梁韓之戀在梁實秋返美之後,突然成為台灣島的“新聞風暴”。 《教​​授與影星黃昏之戀》,類似的新聞標題在大小報紙上頻頻出現。矛頭首先指向​​韓菁清。韓小姐年輕美麗,為何允嫁七十多歲老翁?圖名還是圖財?多數文章都認為讓韓菁清這樣一個演藝圈中的人嫁給一個“國寶級”大師,是對梁實秋的褻瀆。最讓韓菁清痛苦的是,有人認為她和那些專門嫁一個行將就木的人並等不長時間就可以名正言順地繼承遺產的人是一樣的。這種污辱幾乎讓她崩潰。與此同時,梁實秋也陷進了巨大的痛苦和煩惱之中。一些朋友開始為他撮合婚事,代他物色了幾個他們認為適合他的女士,有作家,也有教授,讓梁實秋啼笑皆非。而他的一大批已經有相當高社會地位的學生,竟然打著“護師團”的旗號,反對梁韓之戀。

“熱心的”人們沒有想到,他們的破壞力並沒有見效,反而使兩人更加親愛。韓菁清叫他“我最最寶貝的小秋秋”,並告訴他:親人,我不需要什麼,我只要你在我的愛情中愉快而滿足地生存許多許多年,我要你親眼看到我的臉上慢慢地添了一條條的皺紋,我的牙一顆顆地慢慢地在搖,你仍然如初見我時一樣用好奇的目光虎視眈眈。那才是愛的真諦,對麼?

對梁秋實來說,這是一份與生命相關的愛情。他說:“我像是一枝奄奄無生氣的樹幹,插在一棵健壯的樹身上,頓時生氣蓬勃地滋生樹葉,說不定還要開花結果。小娃,你給了我新的生命。你知道麼?你知道麼?……我過去偏愛的色彩是憂鬱的,你為我撥雲霧見青天,你使我的眼睛睜開了,看見了人世間的絢爛色彩。”

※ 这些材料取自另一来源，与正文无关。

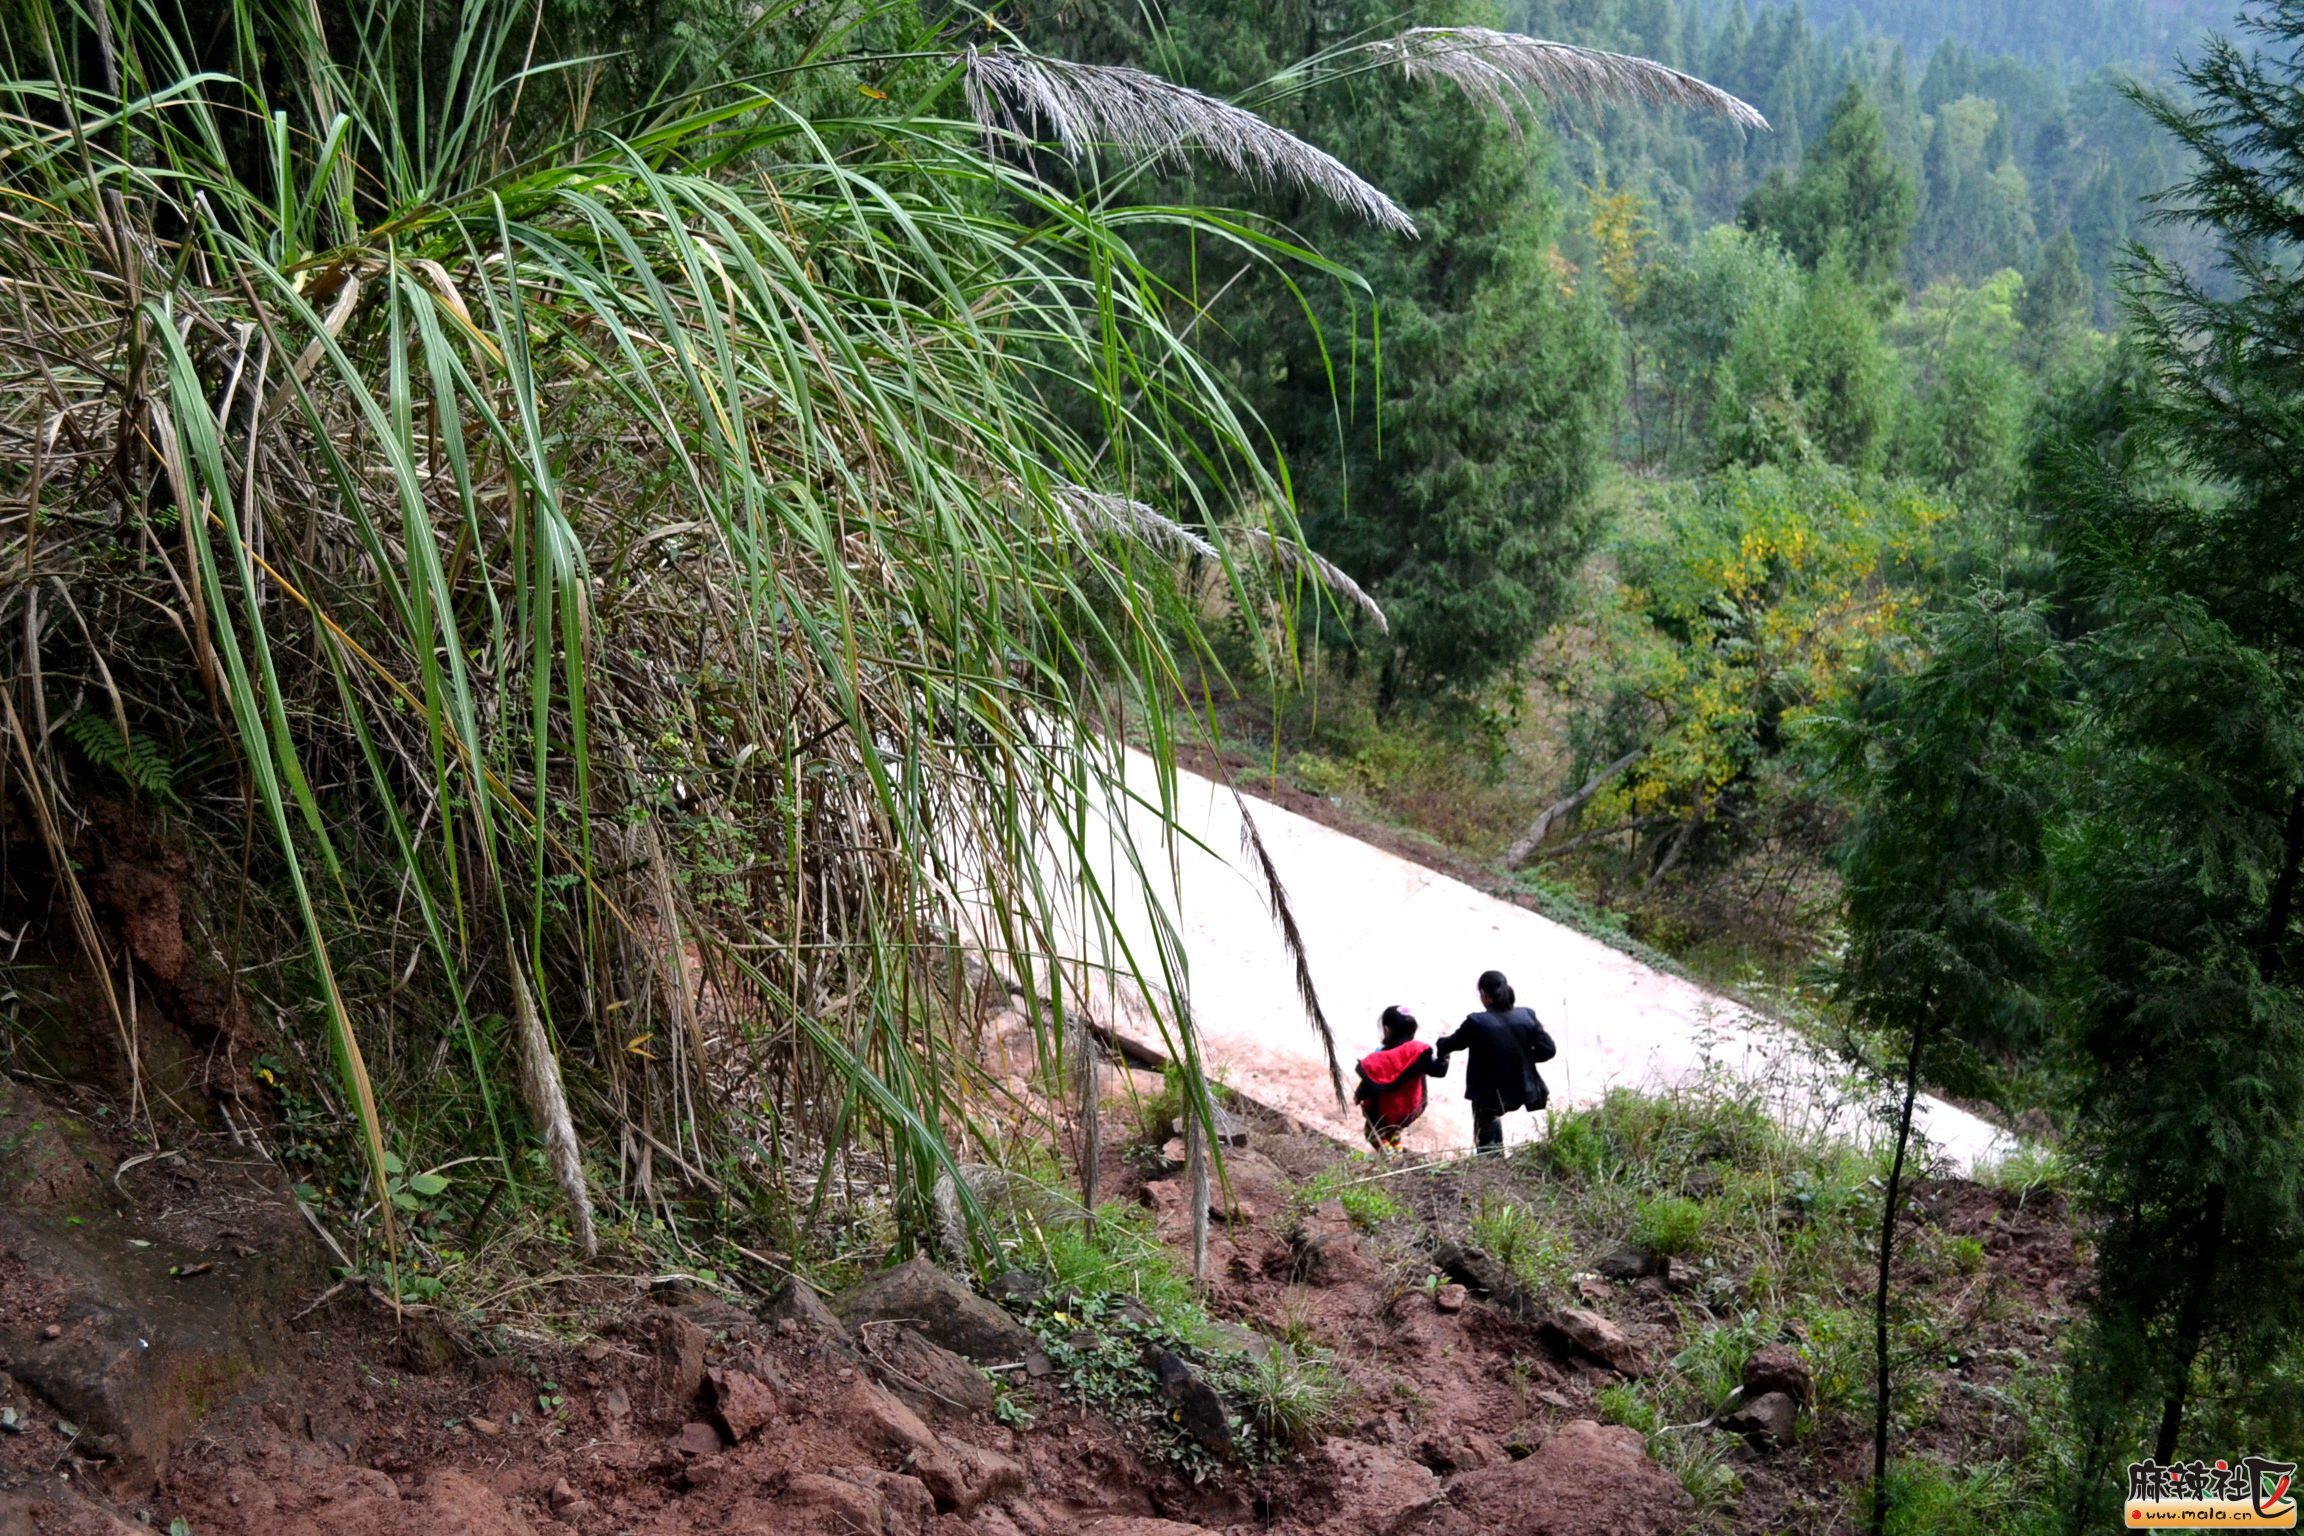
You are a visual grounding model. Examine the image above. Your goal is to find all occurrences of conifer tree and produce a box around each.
[1828,591,2059,1536]
[1740,83,1917,291]
[2043,0,2304,1483]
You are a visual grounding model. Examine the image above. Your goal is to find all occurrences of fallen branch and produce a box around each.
[1505,747,1645,865]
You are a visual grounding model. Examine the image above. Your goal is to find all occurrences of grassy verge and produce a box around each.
[1417,1075,2080,1532]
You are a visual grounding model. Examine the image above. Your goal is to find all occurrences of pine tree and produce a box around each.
[2017,231,2092,374]
[1828,591,2059,1536]
[2043,0,2304,1481]
[1741,83,1918,292]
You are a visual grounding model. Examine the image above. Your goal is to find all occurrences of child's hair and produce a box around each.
[1380,1004,1418,1041]
[1477,969,1515,1009]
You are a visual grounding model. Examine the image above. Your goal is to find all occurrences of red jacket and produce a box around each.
[1356,1039,1438,1129]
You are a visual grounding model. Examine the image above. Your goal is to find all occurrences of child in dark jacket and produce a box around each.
[1354,1005,1447,1151]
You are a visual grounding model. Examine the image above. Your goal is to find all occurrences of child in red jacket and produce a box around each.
[1354,1005,1447,1152]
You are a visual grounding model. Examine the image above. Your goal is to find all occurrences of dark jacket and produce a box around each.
[1436,1007,1557,1118]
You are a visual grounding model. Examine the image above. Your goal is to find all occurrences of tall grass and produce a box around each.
[0,0,1756,1282]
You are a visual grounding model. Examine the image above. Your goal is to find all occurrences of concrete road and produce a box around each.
[1065,751,2010,1171]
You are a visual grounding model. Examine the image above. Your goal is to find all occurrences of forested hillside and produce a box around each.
[1515,0,2216,306]
[1792,0,2231,77]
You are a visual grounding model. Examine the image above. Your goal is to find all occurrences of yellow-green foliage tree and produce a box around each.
[1544,465,1952,878]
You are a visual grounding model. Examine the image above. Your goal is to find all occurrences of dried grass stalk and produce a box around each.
[1235,796,1347,1110]
[510,966,599,1255]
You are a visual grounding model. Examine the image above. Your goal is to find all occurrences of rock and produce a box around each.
[670,1420,724,1456]
[707,1365,780,1442]
[310,1469,540,1536]
[1204,1319,1281,1364]
[1143,1149,1292,1232]
[1170,1106,1248,1147]
[1293,1200,1377,1287]
[598,1386,630,1427]
[675,1299,761,1338]
[644,1312,709,1405]
[1542,1308,1646,1377]
[0,1205,276,1487]
[1447,1419,1695,1535]
[863,1322,997,1416]
[1576,1276,1613,1305]
[769,1472,890,1535]
[830,1465,937,1529]
[0,1490,149,1535]
[547,1477,581,1513]
[1414,1429,1503,1473]
[1146,1349,1231,1460]
[1741,1344,1813,1406]
[762,1279,847,1341]
[0,1079,97,1213]
[837,1258,1042,1367]
[1718,1389,1799,1448]
[1432,1239,1538,1318]
[984,1270,1046,1310]
[1433,1284,1468,1314]
[1594,1244,1666,1281]
[467,1416,502,1437]
[919,1441,1027,1517]
[1319,1439,1443,1536]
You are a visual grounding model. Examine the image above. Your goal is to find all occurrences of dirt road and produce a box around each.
[1073,752,2010,1169]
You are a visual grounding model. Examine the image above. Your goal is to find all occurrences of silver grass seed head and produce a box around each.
[1370,28,1769,136]
[964,48,1420,237]
[1240,527,1389,633]
[1049,483,1221,561]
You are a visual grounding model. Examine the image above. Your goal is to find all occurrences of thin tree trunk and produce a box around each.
[1075,1021,1101,1222]
[1644,809,1702,886]
[1506,747,1645,865]
[2155,1182,2227,1464]
[2258,783,2304,977]
[1871,1006,1931,1536]
[1185,1101,1210,1285]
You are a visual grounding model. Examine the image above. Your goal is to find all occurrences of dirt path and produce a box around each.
[1072,752,2010,1169]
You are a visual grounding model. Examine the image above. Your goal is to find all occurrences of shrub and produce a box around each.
[1296,1165,1405,1228]
[1470,1196,1576,1298]
[1234,1343,1349,1450]
[1633,1195,1712,1258]
[1976,1143,2066,1202]
[1870,1458,2007,1536]
[1596,1381,1657,1434]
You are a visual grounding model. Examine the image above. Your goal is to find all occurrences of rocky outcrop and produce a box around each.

梁秋實不滿足於紙短情長的情書。他拿出一生辦報紙副刊的本事,給他“最最親愛的小娃”辦了一份《清秋副刊》,把每天讀報得來的時事趣事,抄寫下來專為他的小娃一人閱覽消遣。

梁秋實在美國的這段時間,兩人的情感經受了最嚴峻的考驗。他們共同穿越了由輿論和親情組成的驚濤駭浪,把愛情的小舟駛向了幸福的彼岸。 1975年3月29日,梁實秋提著一箱書信,飛過太平洋,去台灣締結他們的“宿緣”。婚禮那天,梁實秋竟比新娘子還光彩照人。他的禮服是韓菁清選的,是一身玫瑰色的西裝,配著一條橘黃色的花領帶,胸前插著一束康乃馨,手上戴著韓菁清送他的戒指。比起當年那個穿著疊襠褲子,褲角上纏著布帶子在大學講台上給學生講英國文學的梁實秋,誰能不由衷地感嘆愛情的偉力。

梁實秋不拘俗套,自兼司儀,站在大紅喜字前宣布婚禮開始,然後又自讀結婚證書,隨後在賓客們的歡笑聲中,獻上新郎致詞。這天晚上,兩個人先是大笑大鬧,後來卻在床上相擁而泣。有人說“婚姻是愛情的墳墓”,梁實秋和韓菁清卻用他們的愛證明,婚姻是愛情的家園。他們一起走過了恩愛的12年。